UW Aquatic & Fishery Sciences Quantitative Seminar
Cole Monnahan
Quantitative Ecology & Resource Management, University of Washington
Advantages of gradient-based MCMC algorithms for difficult-to-fit Bayesian models in fisheries and ecology
Abstract
Bayesian inference is widely used in ecology and fisheries, typically using MCMC and a generic and flexible platform like JAGS. However, for certain models, the inefficiency of commonly used algorithms (Gibbs and Metropolis) can be a major obstacle to an analysis. However, any software platforms capable of automatic derivatives provide the opportunity to efficiently apply a new class of MCMC algorithms which utilize the properties of a dynamical system from physics, known as a Hamiltonian system. These gradient-based samplers promise improved efficiency over traditional samplers, particularly in high dimensions, but require more technical expertise to implement and are difficult to understand. In this seminar I will introduce the underlying theory of these samplers, aiming to provide an improved intuition of how and why they work.

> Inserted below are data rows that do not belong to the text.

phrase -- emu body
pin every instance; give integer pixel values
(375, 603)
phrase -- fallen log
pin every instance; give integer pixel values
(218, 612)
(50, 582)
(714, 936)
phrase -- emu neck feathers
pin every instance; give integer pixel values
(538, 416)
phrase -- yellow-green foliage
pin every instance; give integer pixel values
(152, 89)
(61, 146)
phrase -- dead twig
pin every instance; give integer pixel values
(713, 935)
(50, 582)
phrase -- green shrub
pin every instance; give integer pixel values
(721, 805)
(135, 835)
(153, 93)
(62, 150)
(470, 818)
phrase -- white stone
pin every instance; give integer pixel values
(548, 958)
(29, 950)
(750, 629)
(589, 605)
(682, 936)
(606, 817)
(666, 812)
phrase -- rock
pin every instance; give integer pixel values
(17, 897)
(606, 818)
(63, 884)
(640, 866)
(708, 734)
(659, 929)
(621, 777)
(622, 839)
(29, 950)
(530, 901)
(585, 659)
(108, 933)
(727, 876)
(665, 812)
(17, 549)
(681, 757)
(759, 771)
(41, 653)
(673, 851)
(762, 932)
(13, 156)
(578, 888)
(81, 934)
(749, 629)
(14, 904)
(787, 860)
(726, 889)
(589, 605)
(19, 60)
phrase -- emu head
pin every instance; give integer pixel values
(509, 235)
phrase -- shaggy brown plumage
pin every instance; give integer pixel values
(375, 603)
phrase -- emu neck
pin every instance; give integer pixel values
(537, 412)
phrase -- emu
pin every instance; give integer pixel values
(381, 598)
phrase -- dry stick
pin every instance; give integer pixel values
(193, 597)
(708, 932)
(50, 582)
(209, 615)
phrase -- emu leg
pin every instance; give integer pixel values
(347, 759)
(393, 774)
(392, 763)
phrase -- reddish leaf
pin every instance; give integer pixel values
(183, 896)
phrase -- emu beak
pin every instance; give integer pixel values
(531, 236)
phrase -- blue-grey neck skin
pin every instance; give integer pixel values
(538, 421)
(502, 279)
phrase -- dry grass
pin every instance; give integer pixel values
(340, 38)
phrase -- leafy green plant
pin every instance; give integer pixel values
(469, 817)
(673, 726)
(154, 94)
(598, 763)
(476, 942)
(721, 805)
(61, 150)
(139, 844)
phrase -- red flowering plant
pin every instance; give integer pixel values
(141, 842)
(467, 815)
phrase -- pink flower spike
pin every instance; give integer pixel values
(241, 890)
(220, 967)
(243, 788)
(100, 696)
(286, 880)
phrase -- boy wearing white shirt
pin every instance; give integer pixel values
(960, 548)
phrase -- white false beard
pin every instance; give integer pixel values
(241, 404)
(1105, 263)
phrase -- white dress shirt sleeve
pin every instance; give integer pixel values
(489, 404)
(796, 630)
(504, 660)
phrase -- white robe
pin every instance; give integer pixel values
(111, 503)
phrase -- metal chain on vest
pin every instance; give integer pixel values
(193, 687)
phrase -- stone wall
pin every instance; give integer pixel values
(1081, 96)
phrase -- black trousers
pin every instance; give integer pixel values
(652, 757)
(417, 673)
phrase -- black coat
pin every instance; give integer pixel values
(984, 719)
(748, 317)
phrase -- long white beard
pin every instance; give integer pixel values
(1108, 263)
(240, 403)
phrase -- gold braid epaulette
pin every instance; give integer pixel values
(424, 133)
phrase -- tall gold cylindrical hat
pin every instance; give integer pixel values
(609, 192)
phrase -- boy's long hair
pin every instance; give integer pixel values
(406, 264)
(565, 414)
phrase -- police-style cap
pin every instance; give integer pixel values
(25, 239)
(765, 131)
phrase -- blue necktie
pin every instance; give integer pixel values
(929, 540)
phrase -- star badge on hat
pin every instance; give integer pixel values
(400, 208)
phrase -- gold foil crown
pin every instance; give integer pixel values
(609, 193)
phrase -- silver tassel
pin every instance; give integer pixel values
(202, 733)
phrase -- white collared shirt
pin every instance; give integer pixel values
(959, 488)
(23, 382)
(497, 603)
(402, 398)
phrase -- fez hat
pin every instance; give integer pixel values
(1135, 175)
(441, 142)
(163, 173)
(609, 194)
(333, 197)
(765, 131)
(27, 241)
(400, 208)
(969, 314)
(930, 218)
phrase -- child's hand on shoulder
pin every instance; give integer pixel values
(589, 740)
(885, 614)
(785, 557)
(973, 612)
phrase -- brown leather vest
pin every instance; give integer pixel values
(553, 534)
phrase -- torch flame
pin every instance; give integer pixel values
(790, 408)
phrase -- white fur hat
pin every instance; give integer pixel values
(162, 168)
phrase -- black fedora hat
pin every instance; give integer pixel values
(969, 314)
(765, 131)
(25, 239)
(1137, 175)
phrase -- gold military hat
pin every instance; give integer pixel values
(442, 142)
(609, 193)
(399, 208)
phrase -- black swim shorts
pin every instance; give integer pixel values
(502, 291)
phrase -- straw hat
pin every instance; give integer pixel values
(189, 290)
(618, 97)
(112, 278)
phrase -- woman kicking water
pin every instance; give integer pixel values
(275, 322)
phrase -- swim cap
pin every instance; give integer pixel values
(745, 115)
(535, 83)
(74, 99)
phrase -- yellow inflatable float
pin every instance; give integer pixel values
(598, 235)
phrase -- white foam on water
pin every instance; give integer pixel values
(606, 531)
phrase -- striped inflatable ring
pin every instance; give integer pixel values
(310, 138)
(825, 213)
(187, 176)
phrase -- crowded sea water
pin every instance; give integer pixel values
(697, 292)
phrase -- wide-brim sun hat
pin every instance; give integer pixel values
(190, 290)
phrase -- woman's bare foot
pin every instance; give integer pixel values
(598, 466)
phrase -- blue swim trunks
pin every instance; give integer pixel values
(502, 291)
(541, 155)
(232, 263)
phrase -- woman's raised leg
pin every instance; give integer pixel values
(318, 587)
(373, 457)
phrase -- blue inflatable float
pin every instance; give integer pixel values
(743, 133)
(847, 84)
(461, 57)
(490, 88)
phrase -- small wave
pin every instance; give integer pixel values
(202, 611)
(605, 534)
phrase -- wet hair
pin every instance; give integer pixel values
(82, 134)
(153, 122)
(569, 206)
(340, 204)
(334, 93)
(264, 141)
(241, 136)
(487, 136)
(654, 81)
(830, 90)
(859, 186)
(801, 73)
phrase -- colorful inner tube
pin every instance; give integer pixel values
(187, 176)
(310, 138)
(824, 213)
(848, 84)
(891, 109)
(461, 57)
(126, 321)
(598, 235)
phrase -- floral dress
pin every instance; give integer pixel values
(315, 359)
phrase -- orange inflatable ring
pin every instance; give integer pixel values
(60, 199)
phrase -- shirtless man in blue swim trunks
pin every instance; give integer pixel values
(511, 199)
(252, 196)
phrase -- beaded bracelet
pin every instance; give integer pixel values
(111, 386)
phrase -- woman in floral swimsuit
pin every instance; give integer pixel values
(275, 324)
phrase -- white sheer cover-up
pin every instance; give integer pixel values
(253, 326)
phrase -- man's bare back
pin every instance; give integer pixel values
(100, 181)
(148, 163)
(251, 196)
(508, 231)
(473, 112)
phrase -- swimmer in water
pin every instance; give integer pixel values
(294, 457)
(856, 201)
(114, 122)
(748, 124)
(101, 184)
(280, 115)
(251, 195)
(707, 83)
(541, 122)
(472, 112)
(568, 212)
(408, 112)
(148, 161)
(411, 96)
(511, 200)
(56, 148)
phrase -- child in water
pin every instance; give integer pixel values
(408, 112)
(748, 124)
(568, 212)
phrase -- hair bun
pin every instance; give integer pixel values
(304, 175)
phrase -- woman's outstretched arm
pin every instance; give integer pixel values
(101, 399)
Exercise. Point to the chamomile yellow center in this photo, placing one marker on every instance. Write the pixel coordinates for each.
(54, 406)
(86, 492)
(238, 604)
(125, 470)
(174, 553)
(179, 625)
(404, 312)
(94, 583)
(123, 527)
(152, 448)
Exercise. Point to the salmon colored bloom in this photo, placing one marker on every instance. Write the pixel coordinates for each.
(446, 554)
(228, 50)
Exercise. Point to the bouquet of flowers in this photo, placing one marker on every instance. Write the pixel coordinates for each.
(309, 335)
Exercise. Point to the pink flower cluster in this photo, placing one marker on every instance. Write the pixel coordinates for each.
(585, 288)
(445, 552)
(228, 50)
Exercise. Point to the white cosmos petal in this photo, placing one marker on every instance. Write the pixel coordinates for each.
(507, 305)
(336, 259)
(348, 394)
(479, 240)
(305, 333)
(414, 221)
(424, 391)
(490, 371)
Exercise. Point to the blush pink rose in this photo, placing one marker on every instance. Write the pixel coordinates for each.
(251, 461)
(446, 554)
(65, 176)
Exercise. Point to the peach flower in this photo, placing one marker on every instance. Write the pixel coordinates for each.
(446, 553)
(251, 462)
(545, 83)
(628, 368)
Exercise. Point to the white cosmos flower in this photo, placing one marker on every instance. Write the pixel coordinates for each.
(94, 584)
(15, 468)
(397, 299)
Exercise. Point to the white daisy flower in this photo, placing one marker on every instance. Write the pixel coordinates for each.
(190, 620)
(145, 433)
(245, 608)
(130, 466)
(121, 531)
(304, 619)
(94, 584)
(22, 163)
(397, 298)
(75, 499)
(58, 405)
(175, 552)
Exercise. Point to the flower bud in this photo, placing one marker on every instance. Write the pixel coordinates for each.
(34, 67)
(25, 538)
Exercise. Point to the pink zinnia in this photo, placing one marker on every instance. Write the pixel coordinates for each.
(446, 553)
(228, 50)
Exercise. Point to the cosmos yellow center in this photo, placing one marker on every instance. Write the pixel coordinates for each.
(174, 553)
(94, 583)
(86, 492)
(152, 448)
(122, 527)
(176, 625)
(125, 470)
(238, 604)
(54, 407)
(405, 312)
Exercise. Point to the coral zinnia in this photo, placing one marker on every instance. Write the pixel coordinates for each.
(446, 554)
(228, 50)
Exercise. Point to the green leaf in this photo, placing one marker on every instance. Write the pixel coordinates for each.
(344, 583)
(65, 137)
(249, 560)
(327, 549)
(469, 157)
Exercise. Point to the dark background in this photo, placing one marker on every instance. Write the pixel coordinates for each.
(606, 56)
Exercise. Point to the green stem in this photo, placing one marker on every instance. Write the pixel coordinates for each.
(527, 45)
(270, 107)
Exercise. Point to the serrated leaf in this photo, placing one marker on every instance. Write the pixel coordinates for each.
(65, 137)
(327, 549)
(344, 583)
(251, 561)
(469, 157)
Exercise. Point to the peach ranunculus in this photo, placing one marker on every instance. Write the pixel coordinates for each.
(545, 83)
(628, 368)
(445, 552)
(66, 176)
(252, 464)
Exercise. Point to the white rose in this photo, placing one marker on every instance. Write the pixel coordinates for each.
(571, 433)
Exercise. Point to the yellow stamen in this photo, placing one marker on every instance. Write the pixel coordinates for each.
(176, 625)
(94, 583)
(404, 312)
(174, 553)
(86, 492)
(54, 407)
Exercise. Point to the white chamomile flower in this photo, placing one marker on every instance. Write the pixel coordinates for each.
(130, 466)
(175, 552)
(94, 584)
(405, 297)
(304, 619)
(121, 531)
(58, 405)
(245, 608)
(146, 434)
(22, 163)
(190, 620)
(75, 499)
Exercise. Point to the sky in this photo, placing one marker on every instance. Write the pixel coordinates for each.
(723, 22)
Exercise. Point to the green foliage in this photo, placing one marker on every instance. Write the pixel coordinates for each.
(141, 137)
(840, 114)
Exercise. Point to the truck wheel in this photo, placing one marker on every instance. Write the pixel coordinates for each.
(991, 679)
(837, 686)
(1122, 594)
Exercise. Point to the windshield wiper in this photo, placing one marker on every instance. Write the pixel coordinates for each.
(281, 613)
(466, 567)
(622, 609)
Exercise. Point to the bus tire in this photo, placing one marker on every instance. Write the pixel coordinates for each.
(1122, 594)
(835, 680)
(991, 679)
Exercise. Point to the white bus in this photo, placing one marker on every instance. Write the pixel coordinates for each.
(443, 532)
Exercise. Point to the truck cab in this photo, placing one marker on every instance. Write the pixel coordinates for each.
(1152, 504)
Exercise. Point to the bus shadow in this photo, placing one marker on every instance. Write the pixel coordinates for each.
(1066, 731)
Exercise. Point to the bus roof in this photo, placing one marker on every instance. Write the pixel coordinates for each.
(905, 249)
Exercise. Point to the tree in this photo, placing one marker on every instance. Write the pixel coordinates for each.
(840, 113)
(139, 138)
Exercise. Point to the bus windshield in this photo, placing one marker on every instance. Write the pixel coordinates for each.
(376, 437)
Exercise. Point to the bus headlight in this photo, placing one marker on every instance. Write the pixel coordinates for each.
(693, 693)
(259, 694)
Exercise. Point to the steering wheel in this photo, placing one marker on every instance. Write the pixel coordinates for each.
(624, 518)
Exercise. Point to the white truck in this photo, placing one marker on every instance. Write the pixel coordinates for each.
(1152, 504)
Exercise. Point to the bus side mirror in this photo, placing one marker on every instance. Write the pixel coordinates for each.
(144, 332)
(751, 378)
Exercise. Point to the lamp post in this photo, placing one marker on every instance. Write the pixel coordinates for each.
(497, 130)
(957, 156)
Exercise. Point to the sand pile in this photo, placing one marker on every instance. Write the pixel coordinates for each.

I will then contrast the traditional methods using simple models with two gradient-based algorithms: Hamiltonian Monte Carlo and the No-U-Turn sampler. These samplers are available, in some form, across a number of software platforms utilized by quantitative ecologists, namely Stan, ADMB, and TMB. The performance of these algorithms will be also be compared on larger, more complex models to further explore their utility. Lastly, I will conclude with a discussion on the new developments to this class of samplers, and practical advice on software which implements them.